Since we can more or less believe everything Torres writes now, there is a telling line uttered by Mourinho, during a dressing room bawling match with Ronaldo.

“I have to look after you because you’re my brother’s brother, and when someone is their brother’s brother, that makes them a brother as well.” The brother was their shared ‘super agent’ Jorge Mendes — as the Spaniards had to explain to a baffled Kaka.

A marriage of inconvenience more than a love affair.

Sure, many footballers will speak of their bond with Mourinho, but there seems to be a recurring suspicion of his most well-regarded footballers.

At odds with Ronaldo, distrusting of Ozil and Kaka, now frosty with Lampard.

Far from being beguiled by one of the greatest ex-players, he quickly made an enemy of Zidane at Madrid.

Now there is palpable discord with Hazard, the man who did most to bring him his last title, the man whose work demanded a lot of the credit.

Maybe it takes footballers two years to notice they are dealing with a man who doesn’t respect them very much. At least compared to his regard for his low block or his high press.

Over the years, Mourinho’s insecurity has emerged, most comically, in his obsession with the regard elsewhere for Arsene Wenger and Pep Guardiola.

Among his many jibes at Guardiola, last season he unveiled the theory any of the top teams in England would win the Champions League with Messi.

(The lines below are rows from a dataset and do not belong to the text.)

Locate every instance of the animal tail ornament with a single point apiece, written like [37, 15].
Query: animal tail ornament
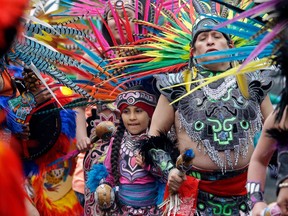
[12, 197]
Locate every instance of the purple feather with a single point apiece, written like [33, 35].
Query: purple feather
[264, 43]
[253, 11]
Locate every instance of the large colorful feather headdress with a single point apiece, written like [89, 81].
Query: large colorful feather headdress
[166, 48]
[272, 38]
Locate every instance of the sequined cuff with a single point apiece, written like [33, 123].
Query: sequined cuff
[255, 193]
[22, 106]
[282, 168]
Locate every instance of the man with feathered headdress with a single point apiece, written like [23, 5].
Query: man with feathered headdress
[218, 121]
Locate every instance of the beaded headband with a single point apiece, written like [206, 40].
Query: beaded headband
[131, 4]
[133, 97]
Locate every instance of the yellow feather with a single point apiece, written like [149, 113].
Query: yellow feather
[250, 67]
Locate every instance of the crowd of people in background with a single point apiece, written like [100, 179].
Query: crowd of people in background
[178, 142]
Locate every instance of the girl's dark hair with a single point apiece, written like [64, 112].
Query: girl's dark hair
[105, 32]
[116, 151]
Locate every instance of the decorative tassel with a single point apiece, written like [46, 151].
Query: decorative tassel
[68, 123]
[95, 175]
[12, 197]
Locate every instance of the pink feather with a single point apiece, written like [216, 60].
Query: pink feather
[264, 42]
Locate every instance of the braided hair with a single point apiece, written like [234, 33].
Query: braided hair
[116, 150]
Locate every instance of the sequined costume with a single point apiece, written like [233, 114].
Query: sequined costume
[138, 186]
[219, 119]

Rather, we might wonder could Mourinho bear winning the Champions League, if he had to share the credit with Messi?

STAIRWAY TO HEAVEN

Rugby Country:

There will inevitably be teething problems as any new state beds down, maybe even some of the mass emigration we’ve seen lately. But now that Munster chiefs issued a RESPECT charter, surely Rugby Country has a constitution that can bind its people and safeguard its borders from the scourge of ironic cheering.

HELL IN A HANDCART

Jurgen Klopp:

To be fair to Brendan Rodgers, while he did invariably hail every Liverpool setback as an outstanding performance, he did draw the line at organising a lap of honour.